Он с вызовом стоял в дверях, готовый к спору, готовый вести настоящий, серьезный разговор. Семенов, уже остывая от первой вспышки ярости, сказал с ненавистью:
— Вон ты какой — в сто раз хуже, чем думал. Значит, я тебе нужен, чтоб завалиться набок, успокоиться, плюнуть на интересы государства, думать только о себе? Как ширма я тебе требуюсь, чтоб не видели твоих делишек, так, выходит? Нет, не нужна мне твоя помощь, Шадрин! Легче мне сидеть вот так, побитому, чем твоей рукою карабкаться вверх. Уходи и забудь дорогу к моему дому!

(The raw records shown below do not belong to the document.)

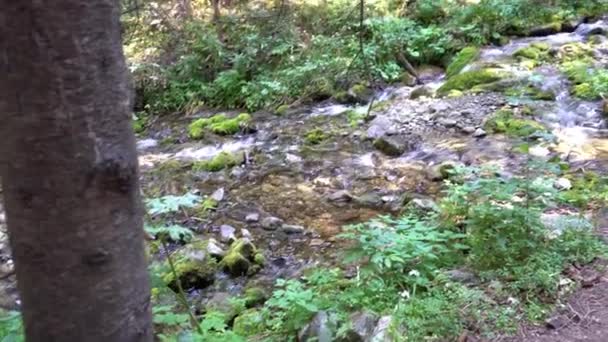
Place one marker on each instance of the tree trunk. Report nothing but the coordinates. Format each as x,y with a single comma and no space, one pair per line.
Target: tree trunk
70,174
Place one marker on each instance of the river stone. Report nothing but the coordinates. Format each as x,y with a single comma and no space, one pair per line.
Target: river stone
362,326
239,257
468,129
246,233
421,91
227,233
271,223
379,127
479,133
252,218
320,329
370,200
292,229
394,145
214,249
222,302
340,196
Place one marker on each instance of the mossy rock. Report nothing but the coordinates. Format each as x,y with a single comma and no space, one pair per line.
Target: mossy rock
504,121
575,52
461,60
281,110
344,97
316,136
546,29
470,79
239,258
224,160
254,296
219,124
408,79
361,93
194,267
250,322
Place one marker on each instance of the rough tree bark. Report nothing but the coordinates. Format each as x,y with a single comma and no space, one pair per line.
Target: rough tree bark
69,172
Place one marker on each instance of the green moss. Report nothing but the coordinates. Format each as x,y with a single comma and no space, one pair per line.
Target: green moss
259,259
281,110
231,126
193,267
461,60
315,136
218,124
354,117
469,79
504,121
585,91
573,52
343,97
249,323
224,160
455,93
238,259
255,296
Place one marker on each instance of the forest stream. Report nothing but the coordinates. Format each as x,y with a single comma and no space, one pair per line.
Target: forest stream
316,168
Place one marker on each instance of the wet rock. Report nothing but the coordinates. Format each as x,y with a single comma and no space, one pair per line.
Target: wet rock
421,91
239,258
479,133
227,233
394,145
214,249
195,266
441,171
447,122
362,327
468,129
370,200
255,296
246,234
252,218
382,331
462,276
340,196
271,223
378,127
423,204
250,322
563,184
292,229
320,329
222,302
545,30
218,195
361,93
146,144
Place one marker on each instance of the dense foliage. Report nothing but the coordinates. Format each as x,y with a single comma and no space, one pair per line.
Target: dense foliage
264,54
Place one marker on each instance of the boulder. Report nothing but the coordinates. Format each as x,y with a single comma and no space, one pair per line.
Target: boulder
271,223
421,91
292,229
195,266
320,329
392,145
250,322
362,326
227,233
239,258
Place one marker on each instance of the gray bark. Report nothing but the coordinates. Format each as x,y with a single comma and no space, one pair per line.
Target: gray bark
70,174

Теперь Шадрин понимал все. Оскорбленный и злой, он смотрел на Семенова с насмешливым презрением. И последние его слова были полны того же яда, что и его взгляд:
Ладно, уйду. Только ты не надейся — чистюли твои на поклон к тебе не явятся…
Семенов был в таком возбуждении, что не сразу сообразил, каков смысл этих слов. Когда он разобрался в том, что сказал Шадрин, он понял: Шадрина нужно бить, как поганого пса. Но Шадрина уже не было.
5
Самое мерзкое было то, что его поддерживает Шадрин. Он застонал от ярости, представив заявление в крайком и ЦК на Лазарева и Ружанского, подписанное Семеновым и Шадриным. Немыслимо было сопоставление «Семенов — Шадрин», еще немыслимей было противопоставление: «Лазарев — Семенов». Он снова схватил телефонную трубку.